The 1870 census showed seven sawmills and/or shingle mills (it did not distinguish between them) in Columbia, but none belonging to Holbrook. Had the mill closed? Had it been sold to someone else? It was impossible to tell. The 1880 census showed only one water-powered sawmill or shingle mill in all Columbia – Joseph Clarke’s. A shift in technology had occurred. Four efficient new steam-powered sawmills were now in operation, the census said, driving the old water-powered mills out of business. Clarke’s mill was clearly out-classed. In 1850 Clarke’s sawmill had produced $550 worth of lumber and his shingle mill another $525 worth of shingles; in 1860 his combined output was valued at $1,000; and in 1870 he produced $2,500 worth of lumber and shingles. But in 1880 his combined produce was valued at only $450. The Age of Water was coming to an abrupt end. The Age of Steam was replacing it.

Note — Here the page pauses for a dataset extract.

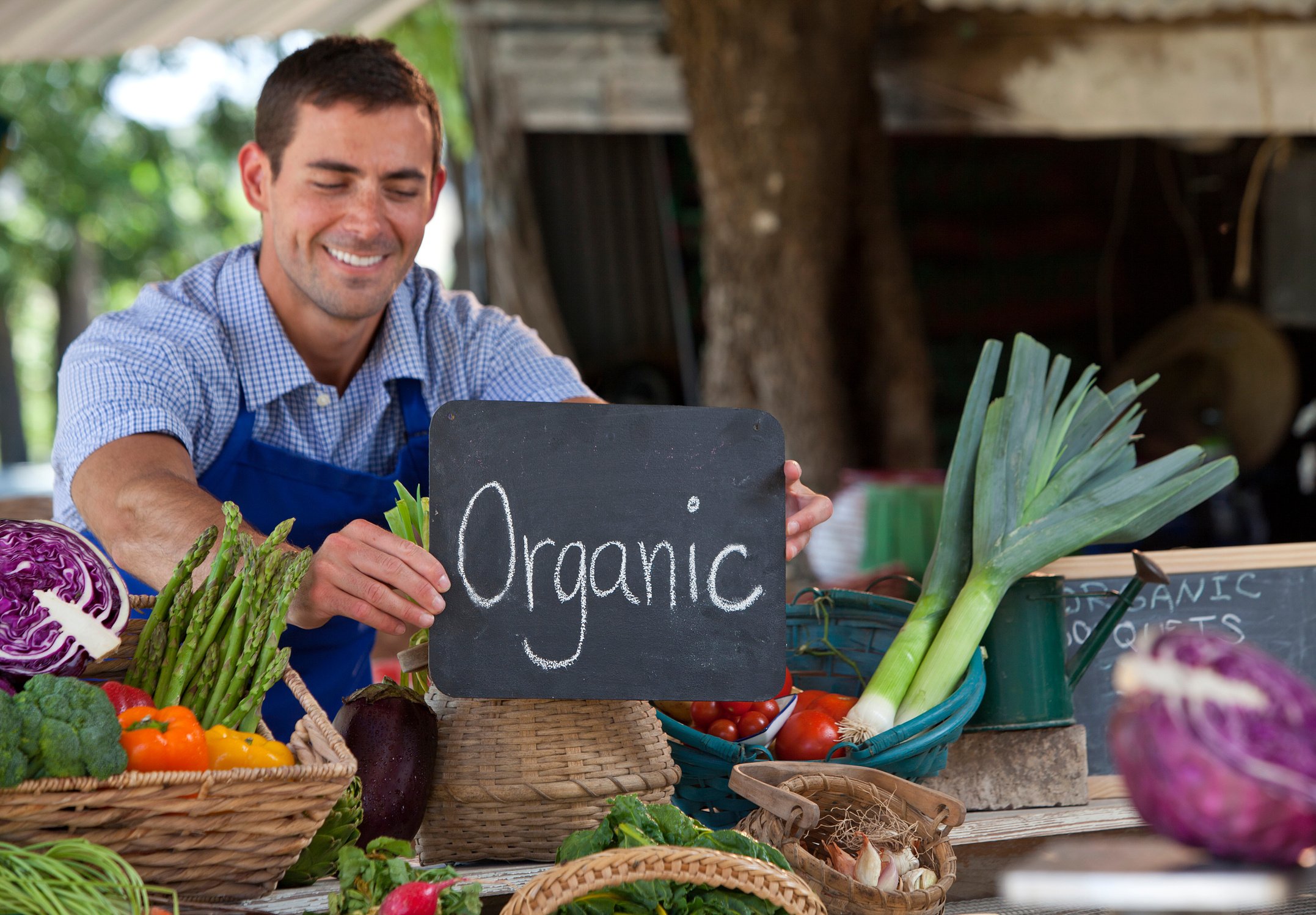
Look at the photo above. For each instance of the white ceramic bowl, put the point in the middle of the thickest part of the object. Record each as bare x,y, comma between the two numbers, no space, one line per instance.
764,738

Historians sometimes refer to the period of American history before the Civil War as the Age of Water or the Age of Wood. And so it was. Water provided power. Wood provided fuel, building material, fence posts, ships, wagons, tools, and other vital goods. When used for building, wood comprised the flesh, muscle, and sinew of the structure. But underneath the wooden exterior there usually lay a skeleton of stone. Time has destroyed much of the old wood superstructures, but the stone frequently remains, like the mill dams of Columbia Lake Brook, buried beneath the earth, leaves, and brambles, reminders of an earlier time.